Vu les pièces versées aux débats,

A titre principal

- infirmer le jugement du 12 mai 2020 dans toutes ses dispositions,

- constater que le contrat liant la société Locam et M. X. est un contrat de crédit régi par le code monétaire et financier,

- constater la validité de la rétractation du contrat de prestation de service et par voie de conséquence,

- constater la caducité du contrat de crédit,

- condamner la société Locam au paiement de la somme de 20.000 euros au titre dommages-intérêts,

- rejeter toutes les demandes de la société Locam,

- condamner la société Locam aux entiers dépens,

- condamner la société Locam à la somme de 3.000 euros au titre de l'article 700 du code de procédure civile,

- dire qu'il y a lieu à exécution provisoire en application de l'article 515 du code procédure civile compte tenu de l'ancienneté de l'affaire et de la nature des faits,

Subsidiairement,

- infirmer le jugement du 12 mai 2020 dans toutes ses dispositions,

- constater que le contrat liant la société Locam et M. X. est un contrat de crédit régi par le code monétaire et financier,

- constater le non-respect de l'obligation d'information précontractuelle de l'emprunteur, de l'obligation d'évaluation de la solvabilité de l'emprunteur et la remise d'un bordereau détachable de rétractation,

- prononcer la déchéance de tous les intérêts,

- condamner la société Locam au paiement de la somme de 20.000 euros au titre dommages-intérêts couvrant l'entier préjudice subi par M. X.,

- rejeter toutes les demandes de la société Locam,

- dire qu'il y a lieu de prononcer la compensation des sommes que les parties se doivent mutuellement,

- condamner la société Locam aux entiers dépens,

- condamner la société Locam à la somme de 3.000 euros au titre de l'article 700 du code de procédure civile ;

[*]

Vu les dernières conclusions notifiées le 17 février 2021 par lesquelles la société par actions simplifiée (SAS) Locam - Location automobiles matériels demande à la cour de :

Vu les dispositions des articles 1103, 1104 et 1352-3 du code civil,

Vu les pièces versées aux débats,

- dire et juger la société Locam - Location automobiles matériels recevable et bien fondée en l'ensemble de ses demandes, fins et conclusions,

- au contraire dire et juger M. X. mal fondé en toutes ses demandes et l'en débouter,

En conséquence,

- confirmer le jugement déféré en toutes ses dispositions, et y ajoutant,

- condamner M. X. au paiement de la somme de 3.000 euros en application des dispositions de l'article 700 du code de procédure civile,

- condamner M. X. aux entiers dépens de la présente instance dont distraction au profit de la SCP B. R. de C. pour le frais par elle exposés ;

Vu l'ordonnance de clôture rendue le 1er avril 2021 ;

 

FAITS ET PROCÉDURE :

Par contrat en date du 3 avril 2018, M. X. a souscrit auprès de la société Locam-Location automobiles matériels (ci-après la société Locam), pour les besoins de son activité professionnelle de photographe, un contrat de location pour une licence d'exploitation d'un site WEB et d'une application mobile, devant être créée par la société DSL Communication.

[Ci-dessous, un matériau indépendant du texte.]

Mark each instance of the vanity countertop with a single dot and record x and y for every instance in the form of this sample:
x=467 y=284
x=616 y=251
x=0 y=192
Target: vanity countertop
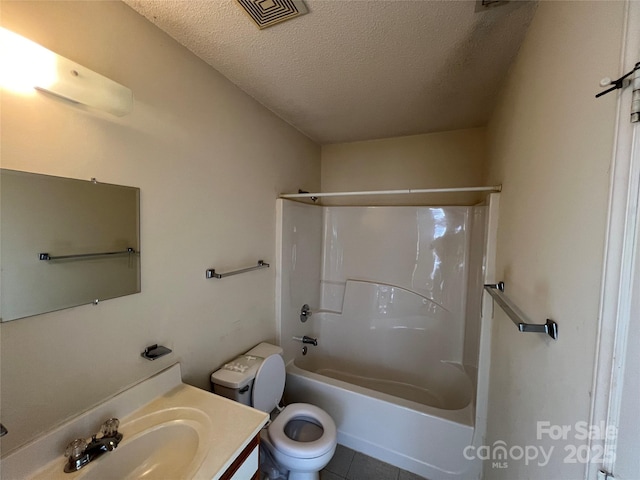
x=208 y=430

Le contrat a été conclu pour une durée irrévocable de 60 mois et pour un loyer mensuel de 288 euros toutes taxes comprises (TTC).

Le site WEB et l'application mobile ont fait l'objet d'un procès-verbal de livraison et de conformité en date du 3 mai 2018.

M. X. a cessé de régler le montant de ses loyers à compter du 30 juin 2018.

Par courrier recommandé avec accusé de réception en date du 24 août 2018, la société Locam a mis en demeure M. X. de régulariser le paiement des loyers impayés, précisant qu'en l'absence de régularisation elle procéderait à la résiliation du contrat de location pour défaut de paiement de loyer.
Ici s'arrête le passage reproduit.